Mesurer les isotopes
Lisa Ardoin collabore aussi avec l’Université d’Utrecht pour identifier les isotopes présents dans ce méthane, et ainsi déterminer son origine et son âge.
« Le principal défi est la faible quantité de gaz dans ce type de glace. En effet, à cause des interactions avec le sol, une grande partie s’est échappée, ce qui rend les mesures très délicates. Afin de les concentrer et d’éviter toute contamination, c’est sous vide que j’extrais les gaz de la glace. En parallèle, je développe une méthode permettant de les piéger dans un très petit volume en verre que je prévois d’envoyer à Utrecht pour analyse. C’est un processus long et rigoureux, on saura bientôt si cela fonctionne ou non. »

Expédition en Antarctique
De novembre 2024 à janvier 2025, Lisa Ardoin était en Antarctique. Dans le cadre du projet européen Beyond Epica, qui vise à reconstruire les variations climatiques en continu depuis 1,5 million d’années, elle prêtait main forte sur le site de forage de Little Dome C, situé à 40 kilomètres de la station Concordia. Construite spécifiquement pour ce projet, celle-ci accueille depuis 2019 et pour une durée de sept ans, une quinzaine de scientifiques différents chaque année.
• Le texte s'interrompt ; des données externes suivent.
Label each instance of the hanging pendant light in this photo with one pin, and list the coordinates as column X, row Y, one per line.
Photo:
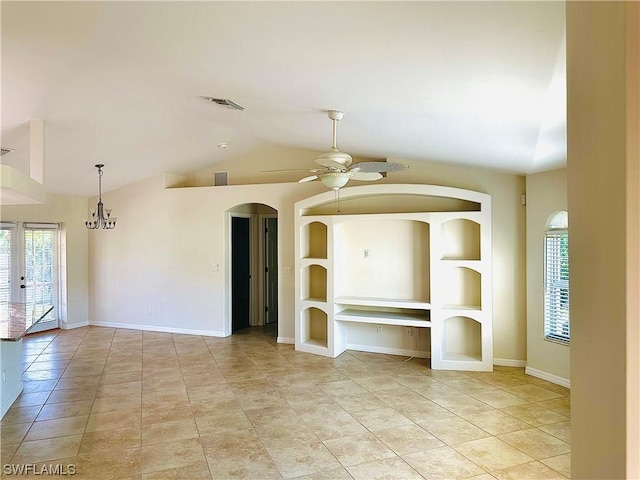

La chercheuse a eu l’immense joie d’être là lorsque le forage a atteint la glace basale. « On a récupéré la première glace avec les cailloux le 6 janvier 2025. Je m’en souviens très bien. On a récupéré 5 mètres de glace basale. C’était la quatrième année de forage de ce projet. Quand on est arrivé, le trou de forage était déjà à 1,8 km de profondeur. Et on a touché le socle continental à 2,8 km ! »
Si l’équipe a pu creuser un kilomètre en si peu de temps, c’est notamment grâce à une météo avantageuse. « Les transferts ont été très rapides. La fenêtre météo était bonne, il nous a été possible de passer en deux jours de Nouvelle-Zélande à Concordia, qui est à 1000 kilomètres des côtes de l’océan Pacifique. A titre de comparaison, l’année précédente, ce trajet avait pris trois semaines… Nous avons donc pu bénéficier d’une arrivée précoce sur le site, à la mi-novembre. Et nous n’avons pas eu de problèmes techniques majeurs. »


La glace prélevée a été transportée via conteneurs sur bateau et camions réfrigérés jusqu’à l’Alfred Wegener Institute (AWI) en Allemagne. Lisa Ardoin s’y est rendue durant tout le mois de juin 2025 pour procéder au découpage de la glace basale antarctique. Cinq précieux échantillons de 40 grammes chacun devraient arriver pour analyse au laboratoire de l’ULB début juillet.
L’Antarctique est le désert le plus sec de la planète, avec des chutes de neige peu fréquentes, tout l’opposé du Groenland ! Forer jusqu’à 2,8 kilomètres de profondeur au pôle Sud permet d’accéder à des glaces vieilles d’au moins 1,2 million d’années. Une occasion exceptionnelle pour la doctorante de remonter le temps et d’en apprendre davantage sur le climat et les environnements du passé.